We consider fully nonlinear Hamilton-Jacobi-Bellman equations associated to diffusion control problems with finite horizon involving a finite set-valued (or switching) control and possibly a continuum-valued control. In [36], we constructed a lower complexity probabilistic numerical algorithm by combining the idempotent expansion properties obtained by McEneaney, Kaise and Han [92], [98] for solving such problems with a numerical probabilistic method such as the one proposed by Fahim, Touzi and Warin [70] for solving some fully nonlinear parabolic partial differential equations, when the volatility does not oscillate too much. In [37] and [27], we improved the method of Fahim, Touzi and Warin by introducing probabilistic schemes which are monotone without any restrictive condition, allowing one to solve fully nonlinear parabolic partial differential equations with general volatilities. We studied the convergence and obtain error estimates when the parameters and the value function are bounded.
Tropical-SDDP algorithms for stochastic control problems involving a switching control
Participants : Marianne Akian, Duy Nghi Benoît Tran.
The PhD thesis of Benoît Tran, supervised by Jean-Philippe Chancelier (ENPC) and Marianne Akian concerns the numerical solution of the dynamic programming equation of discrete time stochastic control problems.
Several methods have been proposed in the litterature to bypass the curse of dimensionality difficulty of such an equation, by assuming a certain structure of the problem. Examples are the max-plus based method of McEneaney [99], [100], the stochastic max-plus scheme proposed by Zheng Qu [108], the stochastic dual dynamic programming (SDDP) algorithm of Pereira and Pinto [105], the mixed integer dynamic approximation scheme of Philpott, Faisal and Bonnans [55], the probabilistic numerical method of Fahim, Touzi and Warin [70]. We propose to associate and compare these methods in order to solve more general structures.

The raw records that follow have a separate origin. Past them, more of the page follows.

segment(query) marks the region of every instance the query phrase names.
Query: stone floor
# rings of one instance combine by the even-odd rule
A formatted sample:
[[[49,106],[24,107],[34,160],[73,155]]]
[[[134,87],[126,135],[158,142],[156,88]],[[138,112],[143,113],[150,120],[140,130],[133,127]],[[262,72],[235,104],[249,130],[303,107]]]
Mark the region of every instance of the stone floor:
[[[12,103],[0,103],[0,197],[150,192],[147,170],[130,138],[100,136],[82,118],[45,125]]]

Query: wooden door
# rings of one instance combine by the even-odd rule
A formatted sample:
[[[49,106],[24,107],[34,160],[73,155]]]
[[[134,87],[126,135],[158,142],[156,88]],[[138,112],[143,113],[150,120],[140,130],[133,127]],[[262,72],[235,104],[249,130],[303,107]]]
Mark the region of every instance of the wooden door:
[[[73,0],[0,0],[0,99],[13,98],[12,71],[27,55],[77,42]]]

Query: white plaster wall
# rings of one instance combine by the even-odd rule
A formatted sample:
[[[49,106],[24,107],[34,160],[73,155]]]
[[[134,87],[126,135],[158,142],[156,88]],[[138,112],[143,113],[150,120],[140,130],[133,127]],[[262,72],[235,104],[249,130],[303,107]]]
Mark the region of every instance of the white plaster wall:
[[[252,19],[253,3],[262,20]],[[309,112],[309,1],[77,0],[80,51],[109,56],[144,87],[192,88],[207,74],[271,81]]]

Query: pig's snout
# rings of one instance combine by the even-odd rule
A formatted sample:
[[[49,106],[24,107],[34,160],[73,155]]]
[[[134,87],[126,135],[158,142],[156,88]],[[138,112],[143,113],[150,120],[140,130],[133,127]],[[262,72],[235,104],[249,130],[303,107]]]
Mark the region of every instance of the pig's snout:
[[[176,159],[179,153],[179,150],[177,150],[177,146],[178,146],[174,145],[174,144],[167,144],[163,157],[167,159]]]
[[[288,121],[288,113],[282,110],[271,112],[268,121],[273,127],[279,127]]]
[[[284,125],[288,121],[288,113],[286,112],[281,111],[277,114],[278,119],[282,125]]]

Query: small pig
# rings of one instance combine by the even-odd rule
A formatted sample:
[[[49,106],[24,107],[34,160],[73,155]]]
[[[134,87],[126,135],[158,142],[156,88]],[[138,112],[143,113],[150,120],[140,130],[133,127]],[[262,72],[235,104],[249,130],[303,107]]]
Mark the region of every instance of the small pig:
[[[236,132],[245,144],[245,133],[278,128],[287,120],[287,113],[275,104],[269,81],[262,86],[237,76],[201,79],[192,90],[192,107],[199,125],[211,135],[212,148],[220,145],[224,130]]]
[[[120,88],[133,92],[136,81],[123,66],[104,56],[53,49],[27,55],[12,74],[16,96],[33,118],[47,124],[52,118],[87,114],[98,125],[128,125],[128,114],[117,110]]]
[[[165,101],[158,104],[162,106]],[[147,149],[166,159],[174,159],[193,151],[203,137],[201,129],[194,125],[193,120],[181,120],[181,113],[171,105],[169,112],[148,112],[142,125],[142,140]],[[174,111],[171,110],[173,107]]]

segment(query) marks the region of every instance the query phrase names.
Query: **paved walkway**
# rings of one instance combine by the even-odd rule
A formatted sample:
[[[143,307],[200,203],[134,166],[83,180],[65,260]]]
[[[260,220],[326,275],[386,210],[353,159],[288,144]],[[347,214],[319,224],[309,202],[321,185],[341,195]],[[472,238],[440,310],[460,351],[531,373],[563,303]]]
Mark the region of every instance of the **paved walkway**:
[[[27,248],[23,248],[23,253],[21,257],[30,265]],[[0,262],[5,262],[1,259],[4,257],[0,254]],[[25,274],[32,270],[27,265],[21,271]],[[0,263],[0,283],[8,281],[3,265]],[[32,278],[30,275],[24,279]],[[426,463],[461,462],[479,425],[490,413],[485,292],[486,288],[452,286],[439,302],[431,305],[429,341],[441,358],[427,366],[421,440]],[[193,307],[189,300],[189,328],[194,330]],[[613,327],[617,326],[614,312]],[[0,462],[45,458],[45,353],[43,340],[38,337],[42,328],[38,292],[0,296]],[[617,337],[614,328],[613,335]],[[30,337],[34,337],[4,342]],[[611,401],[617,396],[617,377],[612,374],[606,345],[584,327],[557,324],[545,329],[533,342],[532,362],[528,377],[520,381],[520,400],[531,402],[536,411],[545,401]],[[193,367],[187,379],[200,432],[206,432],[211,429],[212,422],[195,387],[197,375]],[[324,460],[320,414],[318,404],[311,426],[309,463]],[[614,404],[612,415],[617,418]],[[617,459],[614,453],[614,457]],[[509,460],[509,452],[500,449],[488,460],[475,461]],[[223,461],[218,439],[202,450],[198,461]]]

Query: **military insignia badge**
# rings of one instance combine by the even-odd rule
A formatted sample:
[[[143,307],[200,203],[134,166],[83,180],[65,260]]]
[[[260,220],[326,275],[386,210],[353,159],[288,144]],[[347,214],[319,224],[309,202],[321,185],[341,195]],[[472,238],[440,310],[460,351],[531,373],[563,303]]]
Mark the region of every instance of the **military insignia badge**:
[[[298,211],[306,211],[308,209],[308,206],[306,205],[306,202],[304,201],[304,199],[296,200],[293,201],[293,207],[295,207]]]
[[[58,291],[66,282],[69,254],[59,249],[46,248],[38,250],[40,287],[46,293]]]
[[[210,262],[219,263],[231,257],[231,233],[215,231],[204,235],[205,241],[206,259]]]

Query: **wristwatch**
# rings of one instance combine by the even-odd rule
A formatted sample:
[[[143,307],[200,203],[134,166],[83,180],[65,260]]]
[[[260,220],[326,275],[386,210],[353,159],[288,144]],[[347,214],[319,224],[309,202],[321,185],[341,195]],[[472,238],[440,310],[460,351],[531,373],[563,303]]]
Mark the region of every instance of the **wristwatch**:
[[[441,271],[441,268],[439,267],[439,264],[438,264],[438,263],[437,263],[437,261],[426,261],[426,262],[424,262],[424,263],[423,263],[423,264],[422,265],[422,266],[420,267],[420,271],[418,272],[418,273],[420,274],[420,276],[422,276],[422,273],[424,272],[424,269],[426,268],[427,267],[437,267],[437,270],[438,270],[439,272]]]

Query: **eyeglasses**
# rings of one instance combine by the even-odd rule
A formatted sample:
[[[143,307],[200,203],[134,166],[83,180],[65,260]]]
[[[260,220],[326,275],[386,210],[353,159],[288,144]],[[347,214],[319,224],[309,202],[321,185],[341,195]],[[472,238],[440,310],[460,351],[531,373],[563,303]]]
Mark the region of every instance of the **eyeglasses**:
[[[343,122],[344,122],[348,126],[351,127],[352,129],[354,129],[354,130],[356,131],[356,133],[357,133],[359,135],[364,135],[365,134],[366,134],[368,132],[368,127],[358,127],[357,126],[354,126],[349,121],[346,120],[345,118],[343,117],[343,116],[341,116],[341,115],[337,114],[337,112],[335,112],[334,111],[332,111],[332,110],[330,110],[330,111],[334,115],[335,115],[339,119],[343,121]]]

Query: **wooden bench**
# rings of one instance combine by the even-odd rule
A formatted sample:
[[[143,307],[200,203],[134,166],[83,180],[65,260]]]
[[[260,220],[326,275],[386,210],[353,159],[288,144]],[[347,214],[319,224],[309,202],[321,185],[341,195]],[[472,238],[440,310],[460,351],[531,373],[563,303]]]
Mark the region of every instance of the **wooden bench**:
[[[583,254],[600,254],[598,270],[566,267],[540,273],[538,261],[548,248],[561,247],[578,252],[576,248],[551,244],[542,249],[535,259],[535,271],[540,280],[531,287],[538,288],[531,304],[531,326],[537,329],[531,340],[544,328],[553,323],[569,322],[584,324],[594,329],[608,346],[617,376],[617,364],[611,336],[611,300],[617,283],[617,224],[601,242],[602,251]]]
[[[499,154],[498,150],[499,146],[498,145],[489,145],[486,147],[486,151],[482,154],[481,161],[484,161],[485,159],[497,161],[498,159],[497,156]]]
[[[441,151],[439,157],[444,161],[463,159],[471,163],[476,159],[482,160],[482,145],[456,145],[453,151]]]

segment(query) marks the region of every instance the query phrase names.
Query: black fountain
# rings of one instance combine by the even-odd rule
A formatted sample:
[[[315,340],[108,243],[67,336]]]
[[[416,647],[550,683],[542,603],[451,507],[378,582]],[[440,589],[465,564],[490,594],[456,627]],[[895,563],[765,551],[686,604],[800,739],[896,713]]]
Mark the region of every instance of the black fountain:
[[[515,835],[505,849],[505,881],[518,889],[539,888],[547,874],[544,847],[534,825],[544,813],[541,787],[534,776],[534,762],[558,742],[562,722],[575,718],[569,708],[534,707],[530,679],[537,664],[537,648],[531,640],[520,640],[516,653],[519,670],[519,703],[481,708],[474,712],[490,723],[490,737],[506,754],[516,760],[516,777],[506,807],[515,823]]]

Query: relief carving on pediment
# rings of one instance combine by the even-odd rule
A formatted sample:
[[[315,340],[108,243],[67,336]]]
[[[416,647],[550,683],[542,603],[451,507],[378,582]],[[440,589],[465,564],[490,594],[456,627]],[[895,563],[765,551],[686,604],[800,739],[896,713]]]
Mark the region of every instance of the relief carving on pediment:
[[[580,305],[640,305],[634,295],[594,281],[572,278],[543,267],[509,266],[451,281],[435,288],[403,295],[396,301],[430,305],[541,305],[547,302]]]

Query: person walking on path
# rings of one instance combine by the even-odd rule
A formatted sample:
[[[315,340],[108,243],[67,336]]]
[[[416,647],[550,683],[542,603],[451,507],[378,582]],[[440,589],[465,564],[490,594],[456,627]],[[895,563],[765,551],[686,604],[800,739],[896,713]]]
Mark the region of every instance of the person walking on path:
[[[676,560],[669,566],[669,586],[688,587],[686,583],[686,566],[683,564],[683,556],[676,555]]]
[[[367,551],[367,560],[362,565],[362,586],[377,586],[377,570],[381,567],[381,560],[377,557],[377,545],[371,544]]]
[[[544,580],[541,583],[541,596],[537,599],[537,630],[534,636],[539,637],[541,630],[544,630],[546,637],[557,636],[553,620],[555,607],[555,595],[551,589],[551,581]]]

In a first work [35], see also [24], we build a common framework for both the SDDP and a discrete time and finite horizon version of Zheng Qu's algorithm for deterministic problems involving a finite set-valued (or switching) control and a continuum-valued control. We propose an algorithm that generates monotone approximations of the value function as a pointwise supremum, or infimum, of basic (affine or quadratic for example) functions which are randomly selected. We give sufficient conditions that ensure almost sure convergence of the approximations to the value function. More recently, we study generalizations of these algorithms to the case of stochastic optimal control problems.
In a recent work, we introduce and study an entropic relaxation of the Nested Distance introduced by Pflug [106].
A variance reduction deflated value iteration algorithm to solve ergodic games
Participants : Marianne Akian, Stéphane Gaubert, Omar Saadi.
Recently, Sidford et al. introduced in [116] a variance reduced value iteration algorithm to solve discounted Markov decision processes. In [25], in a joint work work with Zheng Qu (Hong Kong University), we extended this algorithm to the ergodic (mean payoff) case, and also to the two-player case, exploiting techniques from non-linear spectral theory [39] and variational analysis. The deterministic version of this algorithm also yields a new method (alternative to relative value iteration) to solve ergodic problems.